Saturday 10 June 2017

Albert Atkin on Peirce

I have always been a little bit reticent about Peirce's semiotics. It's become another kind of theoretical 'coat-hanger' which media theorists, communication scholars, educationalists, informational scholars, musicologists, and much postmodern theory has draped 'explanations' which, it seems to me, don't explain very much. My suspicion, as with many social and psychological theories, is that the clergy are a pale imitation of the high-priests. It's the same story with James Gibson and affordance theory. And whilst believing that there's much more to Peirce than meets the eye of someone surveying this academic noise, I haven't yet found a way into it. Until now.

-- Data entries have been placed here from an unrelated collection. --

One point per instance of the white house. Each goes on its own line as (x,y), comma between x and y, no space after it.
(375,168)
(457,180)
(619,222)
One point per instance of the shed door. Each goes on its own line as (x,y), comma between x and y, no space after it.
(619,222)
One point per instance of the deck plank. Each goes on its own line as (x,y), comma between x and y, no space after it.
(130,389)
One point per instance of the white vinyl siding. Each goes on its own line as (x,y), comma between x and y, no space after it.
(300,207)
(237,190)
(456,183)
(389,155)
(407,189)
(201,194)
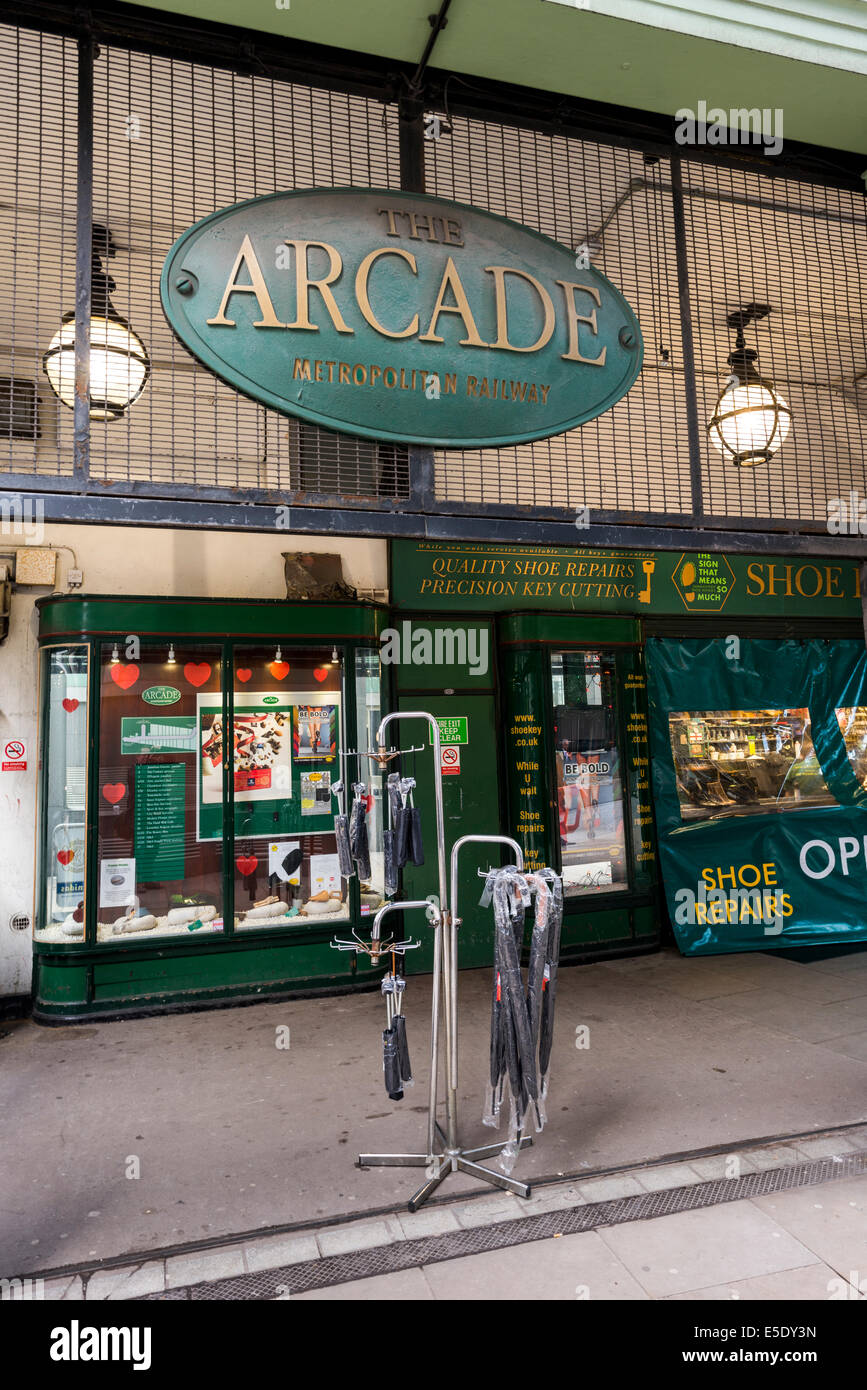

I'm reading Albert Atkin's recent book on Peirce. He articulates exactly how I feel about the sign theory, when he first of all points out that philosophy has largely ignored the sign theory - partly due to unreflective criticisms of analytic philosophers (most notably Quine), whereas

"Interest is much livelier outside of philosophy, but a similar problem lurks nearby. One finds interest in and mention of Peirce's sign theories in such wide-ranging disciplines as art history, literary theory, psychology and linguistics. There are even entire disciplinary approaches and sub-fields - semiotics, bio-semiotics, cognitive semiotics - which rest squarely on Peirce's work. Whilst this greater appreciation of Peirce's semiotic marks a happier state of affiars than that which we find in philosophy, there is still a worry that, as the leading scholar of Peirce's sign theory, T.L. Short, puts it, 'Peirce's semiotics has gotten in amongst the wrong  crowd'. Short's complaint may be a little hyperbolic, but his concern is well founded considering the piecemeal and selective use of Peirce's ideas in certain areas. From a cursory reading of much work in these areas, one might think Perice had only ever identified his early tripartite division of signs into icons, indexes and symbols." (Atkin, "Peirce", p126)
Peirce's biography, which Atkin covers elegantly, is extremely important in understanding how Peirce's logic, mathematics, sign theory and metaphysics fit together. A combination of intellectual isolation - he lost his University position in 1884 and never gained another one - and a unique inheritance from his mathematician father Benjamin Peirce, together with power intellectual life in the family home, set the scene for a radical redescription of logic, mathematics, cognition and science. The simple fact is that the extent to which this redescription is truly radical remains underappreciated - not helped by noisy dismissals by the academic establishment - not only of Peirce himself, but also of some of the foundational work which Peirce built on (he gained his interest in Hamilton's Quaternions from his father; Hamilton's work too suffered some careless dismissals).

If people think they know Peirce, or they know the semiotics, they should think again. I strongly suspect the time for this true original is yet to come.